The International Space Station Just Avoided a Collision With Space Junk

A four-minute maneuver by a docked, unmanned European spacecraft pushed the ISS out of the path of a hand-sized chuck of space debris

International Space Station
NASA/Corbis

Space debris in orbit pose a serious threat: A fleck of paint can travel nearly 17,900 miles per hour and cause major damage if it slams into a satellite. In Alfonso Cuarón’s Gravity, this threat blooms to its most extreme in a cascade of collisions between satellites that eventually wipes out even the International Space Station. 

Although the nitpicking on that film’s science made clear that satellites orbit at different altitudes and couldn’t all be taken out at the same time, collision threats are real

In fact, the International Space Station just had to do an emergency maneuver to dodge a hand-sized chunk of the Russian Cosmos-2251 satellite on October 27, reports the European Space Agency. Fortunately, the agency’s unmanned Georges Lemaître Automated Transfer Vehicle — which ferries supplies to the station from earth — was docked to the ISS. It fired its thrusters for four minutes to raise the 463-ton space station by one kilometer and out of the space junk’s path.
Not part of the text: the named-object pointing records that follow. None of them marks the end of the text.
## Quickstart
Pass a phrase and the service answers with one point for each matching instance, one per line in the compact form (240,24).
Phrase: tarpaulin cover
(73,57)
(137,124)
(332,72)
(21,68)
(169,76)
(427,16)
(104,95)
The errant satellite piece is one of the remnants from a 2009 collision between the then-deactivated Russian Cosmos-2251 and a U.S. Iridium satellite. While several entities track space debris in order to prevent collisions (most satellites can move out of the way) making accurate predictions are tough.

“The main problem here is the data quality for the data representing the satellites locations,” Bob Hall, Technical Director of Analytical Graphics, Inc., told Universe Today in 2009. That company analyses potential collisions every day, but uncertainty riddles these calculations. That fateful 2009 collision wasn’t even in the top-10 collisions predicted for that day.  

"While many collision threats are spotted at least days before impact," writes Elizabeth Howell for Universe Today, "occasionally ground networks aren’t able to see a piece until 24 hours or less before the potential impact." The Cosmos shard was spotted just six hours before it would pass within 2.5 miles of the ISS’s position.

The space junk cascade phenomenon is named Kessler Syndrome after the man who discovered it could happen, explains Corrinne Burns, writing for The Guardian. Donald Kessler, an astrophysicist who worked for NASA, first applied his calculations about meteorite collisions to satellites in 1978. "The results of those calculations surprised me – I didn't realize it could be that bad," he told The Guardian in 2013. "But it's building up as I expected. The cascade is happening right now – the Kosmos-Iridum collision was the start of the process. It has already begun." (Kosmos or Cosmos spellings are used by different publications.) Burns writes:

Kessler syndrome isn't an acute phenomenon, as depicted in [Gravity] – it's a slow, decades-long process. "It'll happen throughout the next 100 years – we have time to deal with it," Kessler says. "The time between collisions will become shorter – it's around 10 years at the moment. In 20 years' time, the time between collisions could be reduced to five years."

The increasing risk of collision has prompted the ESA to sign an agreement with the U.S. Strategic Command in order to communicate more and reduce the collision threat, reports the space news site SenThe European Space Agency typically has to "preform four to six debris avoidances each year, and this number has been increasing," Jenny Winder writes. The CryoSat-2 satellite — which measures the thickness of polar ice sheets — had to avoid a fragment of Cosmos-2251 on October 7. 

This recent maneuver wasn’t the first time the ISS had to deal with the remains of the 2009 collision, or other space debris, but it was remarkable because it was executed within a fairly short time window.